Deal with overfitting - Githubissues

yangtcai commented 2 years ago

Hi, @williamstark01, I test two different hyperparameter to deal with overfitting.The orange one is the first time I trained our model, it's learning rate 0.001, transformer encoder-decorder 6 layers. When I find our model is overfitting, I find reletived issue in DETR, small datasets could lead to this problem, so I change the layers from 6 to 3. The blue one's learning rate is 0.001, transformer encoder-decorder 3 layers. And the red one, I change the dropout from 0.2 to 0.1, and also change the learning rate to 0.0001.

The related issue link: https://github.com/facebookresearch/detr/issues/342 I think we can add more chromosome datasets into train our model, as COCO datasets are up to 330k, we only have 8.9k to train. Am I understanding is correct?

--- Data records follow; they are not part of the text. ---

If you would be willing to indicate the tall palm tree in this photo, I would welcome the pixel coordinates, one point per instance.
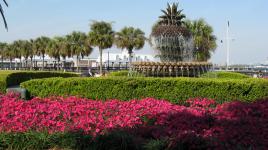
(130, 38)
(101, 36)
(204, 40)
(79, 45)
(17, 49)
(2, 13)
(63, 49)
(172, 15)
(52, 50)
(40, 45)
(2, 53)
(32, 49)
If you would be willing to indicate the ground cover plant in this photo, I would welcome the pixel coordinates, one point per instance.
(135, 124)
(175, 90)
(224, 75)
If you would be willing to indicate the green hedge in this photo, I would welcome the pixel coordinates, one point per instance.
(176, 90)
(42, 141)
(10, 78)
(224, 75)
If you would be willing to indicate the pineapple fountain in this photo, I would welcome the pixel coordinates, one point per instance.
(175, 48)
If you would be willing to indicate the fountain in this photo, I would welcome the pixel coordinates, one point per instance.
(174, 45)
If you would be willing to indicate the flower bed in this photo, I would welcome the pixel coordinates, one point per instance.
(202, 124)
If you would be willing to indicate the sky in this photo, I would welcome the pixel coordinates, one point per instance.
(248, 21)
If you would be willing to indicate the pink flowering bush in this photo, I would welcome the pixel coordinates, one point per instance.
(201, 125)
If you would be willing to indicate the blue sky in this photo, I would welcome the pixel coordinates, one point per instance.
(248, 19)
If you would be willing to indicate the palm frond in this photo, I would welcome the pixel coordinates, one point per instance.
(2, 14)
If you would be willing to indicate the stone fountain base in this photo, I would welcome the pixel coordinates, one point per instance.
(169, 69)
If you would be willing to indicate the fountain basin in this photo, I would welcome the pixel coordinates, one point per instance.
(172, 69)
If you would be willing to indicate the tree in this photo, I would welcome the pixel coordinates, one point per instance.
(2, 53)
(17, 49)
(2, 13)
(101, 36)
(31, 51)
(204, 40)
(169, 37)
(63, 50)
(79, 45)
(27, 51)
(40, 45)
(130, 38)
(9, 53)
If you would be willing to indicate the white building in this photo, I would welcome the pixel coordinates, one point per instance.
(123, 57)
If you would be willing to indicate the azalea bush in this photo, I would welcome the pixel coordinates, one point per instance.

williamstark01 commented 2 years ago

Nice experimenting and troubleshooting! It looks to me that the learning rate was the major culprit for overfitting at this point. 1e-4 is a good value, very frequently used (and we might add lr decay as well later on). 3 layers for the transformer encoder and decoder also makes sense for now. The dropout should probably be increased since we observe overfitting, 0.3 up to 0.5 are potentially good values to try.

At this stage it would be good to organize how we track multiple training experiments. TensorBoard is a good option, we just need to also save hyperparameter values that will help us filter experiments. Could you share the one you are currently using?

I think at this point it would be worth looking at converting all tunable variables of the network into hyperparameters, for example number of transformer layers, number of attention heads, etc. Those could either be arguments to the training script or an experiment configuration file. New issue: #35

Good work, very encouraging initial results!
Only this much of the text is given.